Where securities are issued under a disclosure exception, the on-sale of those securities within 12 months requires disclosure unless the Act says otherwise. This on-sale restriction is intended to prevent avoidance of the primary disclosure obligation. When seeking quotation of securities on ASX, the issuing company must warrant to ASX that the issued securities can be on-sold within 12 months without disclosure.
On-sale disclosure is not required if the company “cleanses” the issued securities by releasing either:
- a cleansing notice under section 708A(5)(e) of the Act (with the notice setting out any excluded information that has been withheld from continuous disclosure, but which is material to an investor assessing the company and the securities); or
- a cleansing prospectus under section 708A(11) of the Act (which can be released after the date the securities were issued, but must be released before the securities are on-sold).
The Act sets out a number of pre-requisites for a company to be able to issue a cleansing notice. This includes, critically, that the securities are in a class that was quoted at all times during the previous three months and that trading has not been suspended for more than five days in the previous 12 months. The cleansing notice must also be issued within five business days after the date the securities are issued.
What if you got it wrong?
If company officers become aware of a breach of the disclosure provisions of the Act, an application for relief can be made to the Federal Court of Australia. The Court has wide powers under section 1322 of the Act to validate procedural and administrative errors. Relief from civil liability may also be granted. For the Court to make any orders under this provision, it needs to be satisfied that:
- the act, matter or thing, or the proceeding is essentially of a procedural nature;
- the person or persons concerned acted honestly; or
- it is just and equitable that the order be made.

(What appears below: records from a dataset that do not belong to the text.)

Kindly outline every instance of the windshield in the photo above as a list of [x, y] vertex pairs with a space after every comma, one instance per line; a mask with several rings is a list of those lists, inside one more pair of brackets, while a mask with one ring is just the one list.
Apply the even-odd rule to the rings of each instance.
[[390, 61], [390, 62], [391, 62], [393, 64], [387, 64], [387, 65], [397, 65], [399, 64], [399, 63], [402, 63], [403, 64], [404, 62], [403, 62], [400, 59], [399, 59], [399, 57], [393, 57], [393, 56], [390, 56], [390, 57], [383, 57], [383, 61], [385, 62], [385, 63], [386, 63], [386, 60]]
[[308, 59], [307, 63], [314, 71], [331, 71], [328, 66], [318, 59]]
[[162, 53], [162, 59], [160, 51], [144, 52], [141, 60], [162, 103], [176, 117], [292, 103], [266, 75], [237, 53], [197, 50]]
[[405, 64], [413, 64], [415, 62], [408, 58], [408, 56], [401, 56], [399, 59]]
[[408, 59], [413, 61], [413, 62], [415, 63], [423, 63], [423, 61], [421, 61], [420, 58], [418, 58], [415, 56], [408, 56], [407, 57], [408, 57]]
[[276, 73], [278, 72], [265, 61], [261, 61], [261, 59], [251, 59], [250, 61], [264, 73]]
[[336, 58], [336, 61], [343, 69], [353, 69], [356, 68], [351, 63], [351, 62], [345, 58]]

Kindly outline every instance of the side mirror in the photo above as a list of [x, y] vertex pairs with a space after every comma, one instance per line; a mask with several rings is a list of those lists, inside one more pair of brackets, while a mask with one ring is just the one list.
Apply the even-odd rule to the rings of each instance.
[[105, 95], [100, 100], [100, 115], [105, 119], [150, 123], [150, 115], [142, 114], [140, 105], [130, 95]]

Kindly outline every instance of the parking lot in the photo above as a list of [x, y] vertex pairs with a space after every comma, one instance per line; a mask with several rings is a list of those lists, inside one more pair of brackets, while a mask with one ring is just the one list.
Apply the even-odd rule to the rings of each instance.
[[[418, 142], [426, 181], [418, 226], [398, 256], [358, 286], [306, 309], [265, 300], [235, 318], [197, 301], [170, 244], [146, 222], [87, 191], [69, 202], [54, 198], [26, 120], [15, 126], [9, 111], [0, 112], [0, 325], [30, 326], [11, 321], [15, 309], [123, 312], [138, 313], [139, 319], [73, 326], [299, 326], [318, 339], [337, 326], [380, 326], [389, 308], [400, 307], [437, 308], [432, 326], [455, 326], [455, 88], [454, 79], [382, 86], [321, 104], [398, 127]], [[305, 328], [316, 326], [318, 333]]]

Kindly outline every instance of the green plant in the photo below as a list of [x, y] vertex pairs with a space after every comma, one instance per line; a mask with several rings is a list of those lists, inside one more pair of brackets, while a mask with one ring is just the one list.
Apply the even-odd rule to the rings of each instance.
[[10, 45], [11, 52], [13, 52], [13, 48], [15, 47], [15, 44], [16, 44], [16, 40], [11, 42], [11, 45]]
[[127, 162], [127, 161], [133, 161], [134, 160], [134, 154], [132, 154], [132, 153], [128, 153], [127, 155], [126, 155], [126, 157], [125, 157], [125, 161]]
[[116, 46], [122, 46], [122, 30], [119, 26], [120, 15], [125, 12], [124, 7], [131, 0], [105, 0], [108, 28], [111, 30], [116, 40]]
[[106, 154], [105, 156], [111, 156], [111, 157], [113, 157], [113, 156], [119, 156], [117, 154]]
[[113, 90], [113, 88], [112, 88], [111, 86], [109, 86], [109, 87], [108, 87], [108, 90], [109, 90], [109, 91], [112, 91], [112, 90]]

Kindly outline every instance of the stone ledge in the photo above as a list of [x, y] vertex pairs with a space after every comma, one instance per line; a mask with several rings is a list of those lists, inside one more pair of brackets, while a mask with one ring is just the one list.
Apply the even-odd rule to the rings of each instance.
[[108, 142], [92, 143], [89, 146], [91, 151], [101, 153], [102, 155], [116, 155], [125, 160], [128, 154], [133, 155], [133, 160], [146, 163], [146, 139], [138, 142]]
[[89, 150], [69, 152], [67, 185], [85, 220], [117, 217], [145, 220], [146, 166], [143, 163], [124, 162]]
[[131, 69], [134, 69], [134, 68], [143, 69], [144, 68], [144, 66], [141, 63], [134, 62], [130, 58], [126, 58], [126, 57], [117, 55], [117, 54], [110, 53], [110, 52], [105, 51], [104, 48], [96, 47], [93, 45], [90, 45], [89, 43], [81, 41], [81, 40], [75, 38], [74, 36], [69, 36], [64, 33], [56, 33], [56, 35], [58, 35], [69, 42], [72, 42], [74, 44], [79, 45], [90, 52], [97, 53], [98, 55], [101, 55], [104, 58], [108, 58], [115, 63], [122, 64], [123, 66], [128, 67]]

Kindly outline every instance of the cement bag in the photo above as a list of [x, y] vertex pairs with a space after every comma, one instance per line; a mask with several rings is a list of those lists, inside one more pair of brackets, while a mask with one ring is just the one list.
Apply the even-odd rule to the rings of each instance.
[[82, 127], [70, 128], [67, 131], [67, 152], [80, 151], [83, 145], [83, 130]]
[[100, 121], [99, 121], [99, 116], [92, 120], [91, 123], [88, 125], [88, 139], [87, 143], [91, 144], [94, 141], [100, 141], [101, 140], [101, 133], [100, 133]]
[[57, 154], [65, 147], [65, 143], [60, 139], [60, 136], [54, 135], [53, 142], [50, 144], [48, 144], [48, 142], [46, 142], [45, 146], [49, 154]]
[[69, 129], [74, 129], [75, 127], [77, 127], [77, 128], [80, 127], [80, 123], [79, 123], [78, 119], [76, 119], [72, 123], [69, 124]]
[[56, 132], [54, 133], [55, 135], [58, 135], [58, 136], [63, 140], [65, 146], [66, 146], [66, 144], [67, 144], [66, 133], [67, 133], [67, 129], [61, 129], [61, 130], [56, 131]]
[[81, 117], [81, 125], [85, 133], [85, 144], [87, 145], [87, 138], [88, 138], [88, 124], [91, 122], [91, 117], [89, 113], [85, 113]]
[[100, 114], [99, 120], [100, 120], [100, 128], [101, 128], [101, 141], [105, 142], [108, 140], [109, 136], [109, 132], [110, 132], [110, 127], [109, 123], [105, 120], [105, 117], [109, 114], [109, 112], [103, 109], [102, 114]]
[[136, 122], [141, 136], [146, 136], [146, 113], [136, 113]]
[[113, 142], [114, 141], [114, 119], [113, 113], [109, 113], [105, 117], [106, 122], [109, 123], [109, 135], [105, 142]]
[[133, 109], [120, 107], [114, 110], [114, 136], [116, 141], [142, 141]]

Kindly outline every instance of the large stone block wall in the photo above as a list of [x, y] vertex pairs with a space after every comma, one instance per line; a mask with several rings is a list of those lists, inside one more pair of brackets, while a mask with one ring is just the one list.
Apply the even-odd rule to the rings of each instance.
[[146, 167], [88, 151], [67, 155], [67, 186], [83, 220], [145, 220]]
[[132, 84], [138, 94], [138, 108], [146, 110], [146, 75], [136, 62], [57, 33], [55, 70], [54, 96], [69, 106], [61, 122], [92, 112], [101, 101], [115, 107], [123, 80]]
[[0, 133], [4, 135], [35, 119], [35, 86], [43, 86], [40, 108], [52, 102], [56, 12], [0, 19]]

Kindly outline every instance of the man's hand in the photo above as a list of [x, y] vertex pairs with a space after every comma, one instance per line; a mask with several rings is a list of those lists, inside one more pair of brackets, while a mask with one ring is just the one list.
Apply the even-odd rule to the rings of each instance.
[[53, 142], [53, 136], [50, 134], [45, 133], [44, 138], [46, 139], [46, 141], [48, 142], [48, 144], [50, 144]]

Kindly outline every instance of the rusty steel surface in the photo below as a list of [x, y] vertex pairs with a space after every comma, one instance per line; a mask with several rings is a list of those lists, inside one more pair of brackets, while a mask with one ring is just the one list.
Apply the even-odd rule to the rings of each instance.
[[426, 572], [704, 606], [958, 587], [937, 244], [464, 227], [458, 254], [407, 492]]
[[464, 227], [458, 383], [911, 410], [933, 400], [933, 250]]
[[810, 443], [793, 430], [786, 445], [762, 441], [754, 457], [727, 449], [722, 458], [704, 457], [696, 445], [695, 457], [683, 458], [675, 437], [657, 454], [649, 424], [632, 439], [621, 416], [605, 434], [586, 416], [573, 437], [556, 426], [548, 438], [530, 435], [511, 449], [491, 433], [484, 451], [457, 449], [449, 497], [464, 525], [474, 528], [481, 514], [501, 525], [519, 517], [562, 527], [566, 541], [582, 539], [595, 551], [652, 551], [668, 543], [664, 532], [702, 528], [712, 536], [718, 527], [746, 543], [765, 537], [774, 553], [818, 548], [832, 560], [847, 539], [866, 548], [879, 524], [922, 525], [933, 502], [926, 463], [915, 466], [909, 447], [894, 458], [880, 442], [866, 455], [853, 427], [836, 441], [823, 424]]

Upon becoming aware of a breach, companies should also strongly consider preventing further trading by requesting a trading halt (and suspension if necessary) while a cleansing prospectus is prepared and lodged.

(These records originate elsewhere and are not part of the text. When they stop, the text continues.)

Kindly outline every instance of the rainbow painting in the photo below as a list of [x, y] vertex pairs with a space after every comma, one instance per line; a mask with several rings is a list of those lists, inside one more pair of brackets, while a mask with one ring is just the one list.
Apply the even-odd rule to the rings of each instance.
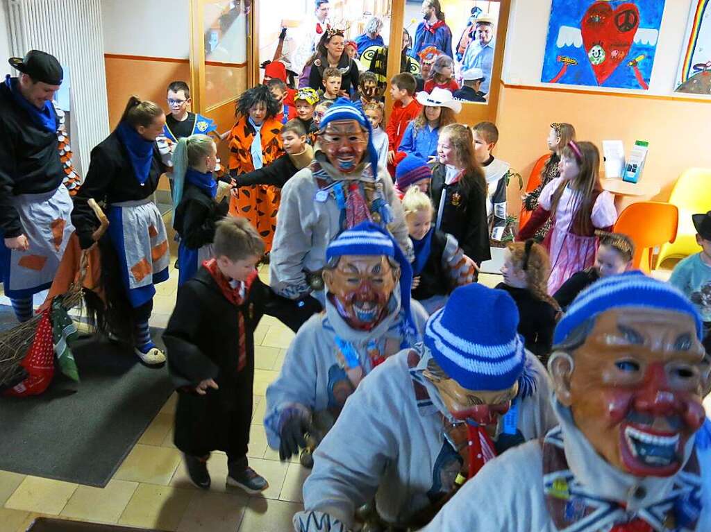
[[694, 0], [675, 91], [711, 95], [711, 0]]

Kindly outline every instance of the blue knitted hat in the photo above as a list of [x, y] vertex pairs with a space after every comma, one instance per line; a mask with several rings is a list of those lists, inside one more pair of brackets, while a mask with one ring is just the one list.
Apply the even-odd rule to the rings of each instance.
[[323, 131], [330, 122], [338, 120], [355, 120], [368, 130], [368, 154], [370, 158], [373, 166], [373, 173], [378, 175], [378, 152], [373, 143], [373, 129], [370, 121], [363, 114], [363, 111], [356, 107], [348, 98], [341, 97], [326, 109], [321, 119], [319, 128]]
[[427, 165], [427, 161], [415, 155], [408, 155], [395, 167], [395, 181], [400, 190], [417, 181], [432, 178], [432, 170]]
[[518, 309], [503, 290], [473, 283], [456, 288], [429, 317], [424, 344], [439, 367], [468, 390], [505, 390], [523, 374]]
[[565, 341], [583, 322], [612, 308], [643, 307], [688, 314], [696, 322], [699, 340], [703, 335], [701, 316], [691, 302], [668, 283], [641, 271], [626, 271], [592, 284], [575, 298], [553, 333], [553, 344]]
[[397, 261], [400, 266], [400, 307], [405, 312], [412, 330], [415, 330], [410, 310], [412, 267], [387, 230], [372, 222], [363, 222], [344, 231], [326, 249], [326, 260], [331, 261], [333, 257], [343, 255], [385, 255]]

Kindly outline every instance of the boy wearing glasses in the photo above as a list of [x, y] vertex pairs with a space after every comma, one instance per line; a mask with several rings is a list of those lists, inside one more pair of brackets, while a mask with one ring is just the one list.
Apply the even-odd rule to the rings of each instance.
[[173, 142], [183, 137], [198, 133], [203, 135], [213, 134], [220, 140], [217, 124], [201, 114], [191, 113], [190, 107], [190, 87], [184, 81], [174, 81], [168, 85], [168, 107], [170, 114], [166, 116], [166, 125], [163, 128], [165, 136]]

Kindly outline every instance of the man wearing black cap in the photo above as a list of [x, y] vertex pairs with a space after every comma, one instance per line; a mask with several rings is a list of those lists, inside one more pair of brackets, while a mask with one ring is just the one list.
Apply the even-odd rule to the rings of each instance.
[[49, 288], [74, 228], [52, 103], [62, 67], [37, 50], [9, 63], [21, 73], [0, 85], [0, 281], [26, 321], [33, 294]]

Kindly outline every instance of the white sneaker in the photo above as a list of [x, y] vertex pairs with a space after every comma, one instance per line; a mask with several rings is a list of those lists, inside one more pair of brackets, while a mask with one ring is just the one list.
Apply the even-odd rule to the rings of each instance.
[[160, 366], [166, 362], [166, 355], [158, 347], [151, 347], [147, 353], [143, 352], [137, 347], [134, 347], [134, 352], [146, 366]]

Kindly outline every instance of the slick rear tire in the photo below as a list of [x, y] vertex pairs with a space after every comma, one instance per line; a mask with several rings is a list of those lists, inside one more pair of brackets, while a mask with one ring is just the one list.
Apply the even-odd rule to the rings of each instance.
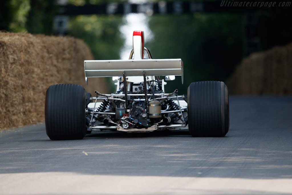
[[51, 85], [46, 94], [45, 118], [47, 134], [53, 140], [80, 139], [87, 130], [87, 94], [81, 85]]
[[187, 97], [189, 130], [192, 136], [225, 136], [229, 129], [229, 109], [228, 89], [224, 83], [192, 83]]

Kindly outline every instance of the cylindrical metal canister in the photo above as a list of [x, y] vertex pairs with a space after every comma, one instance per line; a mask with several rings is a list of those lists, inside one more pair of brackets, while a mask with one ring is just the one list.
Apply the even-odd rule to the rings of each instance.
[[161, 104], [160, 102], [157, 100], [149, 102], [149, 118], [160, 118], [161, 117]]

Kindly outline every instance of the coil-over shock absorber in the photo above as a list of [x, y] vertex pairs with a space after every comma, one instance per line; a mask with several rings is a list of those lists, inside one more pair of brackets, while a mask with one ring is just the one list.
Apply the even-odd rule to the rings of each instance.
[[[172, 99], [171, 98], [168, 99], [165, 102], [169, 106], [169, 107], [168, 109], [170, 111], [177, 110], [180, 109], [177, 103], [175, 103], [172, 100]], [[178, 118], [176, 118], [176, 117], [178, 117]], [[171, 120], [175, 121], [178, 120], [178, 119], [180, 119], [182, 121], [183, 120], [183, 118], [180, 113], [172, 113], [169, 114], [168, 117], [166, 117], [164, 119], [163, 121], [165, 123], [168, 123], [170, 122]]]
[[166, 103], [169, 106], [169, 109], [170, 110], [179, 110], [180, 108], [178, 105], [174, 103], [172, 99], [168, 99], [166, 101]]
[[98, 108], [97, 109], [97, 110], [98, 112], [103, 112], [105, 111], [105, 109], [107, 109], [107, 107], [110, 104], [110, 102], [107, 99], [104, 99], [102, 102], [101, 103], [101, 105], [100, 105]]
[[[107, 109], [107, 106], [109, 104], [110, 101], [108, 100], [107, 99], [104, 100], [101, 103], [101, 104], [97, 108], [97, 111], [101, 112], [104, 112], [106, 109]], [[92, 109], [90, 108], [88, 108], [88, 110], [89, 111], [91, 112], [93, 111]], [[93, 117], [92, 118], [92, 122], [93, 123], [95, 122], [97, 120], [98, 120], [98, 118], [100, 117], [101, 115], [100, 114], [93, 115]]]

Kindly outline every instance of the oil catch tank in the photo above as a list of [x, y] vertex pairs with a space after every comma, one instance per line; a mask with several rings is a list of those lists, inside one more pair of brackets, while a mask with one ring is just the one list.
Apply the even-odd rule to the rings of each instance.
[[161, 117], [161, 103], [157, 100], [153, 100], [148, 103], [149, 118]]

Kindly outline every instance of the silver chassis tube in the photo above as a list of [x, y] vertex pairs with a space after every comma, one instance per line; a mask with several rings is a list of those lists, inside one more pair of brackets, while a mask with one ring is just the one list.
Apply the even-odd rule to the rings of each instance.
[[[90, 114], [92, 113], [92, 112], [90, 112], [89, 113]], [[116, 113], [114, 112], [96, 112], [95, 111], [94, 112], [94, 114], [105, 114], [105, 115], [116, 115]]]
[[[181, 111], [182, 112], [186, 112], [187, 111], [183, 109]], [[161, 111], [161, 114], [168, 114], [169, 113], [176, 113], [177, 112], [181, 112], [181, 111], [180, 110], [178, 110], [176, 111]]]
[[[127, 94], [128, 96], [145, 96], [145, 94]], [[154, 94], [154, 95], [155, 96], [167, 96], [167, 97], [161, 97], [161, 98], [157, 98], [157, 99], [163, 99], [164, 98], [166, 98], [167, 97], [168, 97], [168, 98], [176, 98], [176, 96], [169, 96], [173, 95], [173, 94], [164, 94], [163, 93], [159, 93], [159, 94]], [[112, 96], [112, 95], [114, 97], [124, 97], [124, 94], [102, 94], [102, 95], [100, 96], [99, 97], [93, 97], [92, 99], [112, 99], [114, 100], [120, 100], [120, 101], [125, 101], [125, 100], [123, 99], [120, 99], [119, 98], [113, 98], [109, 97], [111, 97]], [[151, 94], [147, 94], [147, 96], [152, 96], [153, 95]], [[183, 96], [178, 96], [178, 97], [183, 97]]]
[[[92, 129], [99, 129], [99, 130], [93, 130], [96, 131], [102, 131], [106, 130], [114, 130], [116, 131], [124, 131], [127, 132], [150, 132], [156, 130], [159, 130], [162, 128], [167, 128], [168, 129], [173, 129], [177, 127], [185, 127], [185, 125], [183, 124], [175, 124], [175, 125], [155, 125], [147, 128], [142, 128], [142, 129], [125, 129], [121, 126], [117, 125], [116, 126], [94, 126], [92, 127]], [[103, 129], [104, 130], [101, 130], [100, 129]]]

Between 17 December 2013 and 1 December 2017, Poseidon Nickel Limited (Poseidon) issued shares on 40 occasions without disclosure to investors, relying on a variety of exemptions under the Act.
However, in each case Poseidon either failed to release a cleansing notice in relation to those share issues, or released a cleansing notice when it was not eligible to (for example, because Poseidon’s shares had been suspended from trading for more than five days).
As a result, issues arose regarding the validity of subsequent sales in respect of a considerable number of shares in Poseidon. The “on-sellers” potentially faced civil liability for failing to provide a disclosure document or statement - a strict liability offence under the Act.
Poseidon sought, and obtained, orders from the Federal Court under section 1322(4) of the Act that subsequent dealings in the issued shares were not invalidated by the contraventions. The Court also granted most “on-sellers” of issued shares relief from any civil liability arising from the contraventions.
Significantly, the Court did not grant relief from civil liability to several institutional investors, on the basis they ought to have been aware of the on-sale disclosure requirements imposed on them. His Honour did not rule out granting such relief if those parties had applied for it, but the decision reiterates a higher burden placed on institutional investors to take active steps (including seeking advice where necessary) to ensure that issuing companies have validly “cleansed” the issued shares.
Poseidon is not alone, with a number of recent applications being made after companies had either failed to release a cleansing notice, released a cleansing notice too late, or released a cleansing notice when they were ineligible to do so.
The cleansing provisions are among the most frequently relied upon provisions of the Act and the temptation can arise for company officers and investors to make assumptions about compliance with those provisions. There are several pertinent sayings about assumptions.
Company officers and institutional investors must be careful to ensure the cleansing provisions are properly understood and complied with in the context of an individual share issue. Assumptions must be tested and advice sought if there is any uncertainty.
Where there has been an error, a remedy is available as long as quick, decisive action is taken.